According to Hashman, the main goal of the Colorado Cup is to bring a like-minded community together to trade ideas. “It’s not just a competition or tasting,” he says. “It’s an opportunity to share knowledge and to bring the industry, the growers and the concentrate makers all together in a safe, fun, private environment, where we can all dab and talk and enjoy each other’s company.”

Although he’s hosted dozens of medical marijuana events, Hashman says he hasn’t had any luck getting special-events permits for public cannabis events since recreational marijuana was legalized. “There is no permit out there that you can apply for, so until they actually make us a cannabis-event permit, we’re kind of flying blind and have to sort of make it up on our own,” he notes. “I think it’s a lot of politics behind it, because the people who run our city are invested in alcohol and they want alcohol events; they don’t want cannabis events. I know that 60 percent of people who are out at bars and clubs and things like that drinking alcohol would rather be at a cannabis event if they could safely go to one and have it in a public place.”

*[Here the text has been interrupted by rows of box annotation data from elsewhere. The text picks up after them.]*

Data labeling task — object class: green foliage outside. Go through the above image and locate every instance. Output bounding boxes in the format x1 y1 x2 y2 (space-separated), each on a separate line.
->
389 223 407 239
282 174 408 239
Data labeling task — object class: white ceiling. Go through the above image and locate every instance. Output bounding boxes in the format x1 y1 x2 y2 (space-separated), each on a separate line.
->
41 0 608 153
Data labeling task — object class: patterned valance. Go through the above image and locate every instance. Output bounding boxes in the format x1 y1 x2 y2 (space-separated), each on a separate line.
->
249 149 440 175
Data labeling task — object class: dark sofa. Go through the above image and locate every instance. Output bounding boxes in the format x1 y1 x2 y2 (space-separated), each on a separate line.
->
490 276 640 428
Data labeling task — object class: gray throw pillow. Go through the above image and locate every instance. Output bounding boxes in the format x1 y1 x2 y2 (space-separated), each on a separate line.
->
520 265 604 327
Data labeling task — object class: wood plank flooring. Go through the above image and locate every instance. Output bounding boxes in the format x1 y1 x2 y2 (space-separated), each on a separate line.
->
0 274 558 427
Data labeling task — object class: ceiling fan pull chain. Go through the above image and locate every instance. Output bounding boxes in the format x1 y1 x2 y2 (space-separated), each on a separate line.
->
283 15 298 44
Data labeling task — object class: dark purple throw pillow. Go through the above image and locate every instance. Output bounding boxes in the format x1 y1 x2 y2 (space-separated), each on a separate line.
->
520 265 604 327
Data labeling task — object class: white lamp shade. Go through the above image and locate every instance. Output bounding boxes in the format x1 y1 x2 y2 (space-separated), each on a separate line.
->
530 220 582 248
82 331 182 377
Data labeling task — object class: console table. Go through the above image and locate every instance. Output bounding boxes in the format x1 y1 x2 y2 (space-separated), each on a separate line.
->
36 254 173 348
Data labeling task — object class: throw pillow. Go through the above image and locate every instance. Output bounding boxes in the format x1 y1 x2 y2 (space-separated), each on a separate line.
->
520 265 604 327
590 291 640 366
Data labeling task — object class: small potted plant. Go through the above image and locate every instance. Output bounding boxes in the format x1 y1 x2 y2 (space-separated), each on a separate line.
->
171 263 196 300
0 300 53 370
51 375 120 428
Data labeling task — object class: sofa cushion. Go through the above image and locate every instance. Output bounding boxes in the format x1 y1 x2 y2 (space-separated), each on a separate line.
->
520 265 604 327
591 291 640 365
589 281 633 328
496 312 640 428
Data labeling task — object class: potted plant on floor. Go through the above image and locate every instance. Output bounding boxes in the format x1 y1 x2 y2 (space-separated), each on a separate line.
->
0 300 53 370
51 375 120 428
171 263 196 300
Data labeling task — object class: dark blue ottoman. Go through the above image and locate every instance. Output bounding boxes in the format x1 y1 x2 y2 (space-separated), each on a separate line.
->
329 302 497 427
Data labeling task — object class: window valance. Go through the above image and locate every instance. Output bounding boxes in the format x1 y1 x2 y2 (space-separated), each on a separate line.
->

But city spokesman Dan Rowland points out that special-events permits aren’t issued for cannabis events because consuming marijuana in public is still illegal, while consuming alcohol is not: “The fact is that it is legal to consume alcohol in public in those types of situations; it’s not legal to do that with marijuana, so you’re not going to get that special-event permit.”

Rowland acknowledges that the difference between public and private events, such as the Colorado Cup, can seem hazy. As soon as an event charges admission, it is no longer considered private, the way a party in a private home is, and other rules come into play, such as the Clean Air Act. “The whole public-versus-private thing hasn’t all been sorted out constitutionally yet,” Rowland says, “and it’s going to take years of case law before there are clearer lines on that.”

In the meantime, Zhuravlev says she’s happy to offer her building as the site of the first Colorado Cup — because otherwise, it might not have happened at all. “There is not another location in Denver or in Colorado where they actually can have that because of the restriction of all the laws,” she says. “It means the world to me that I can give a place like this to people. That’s my passion.”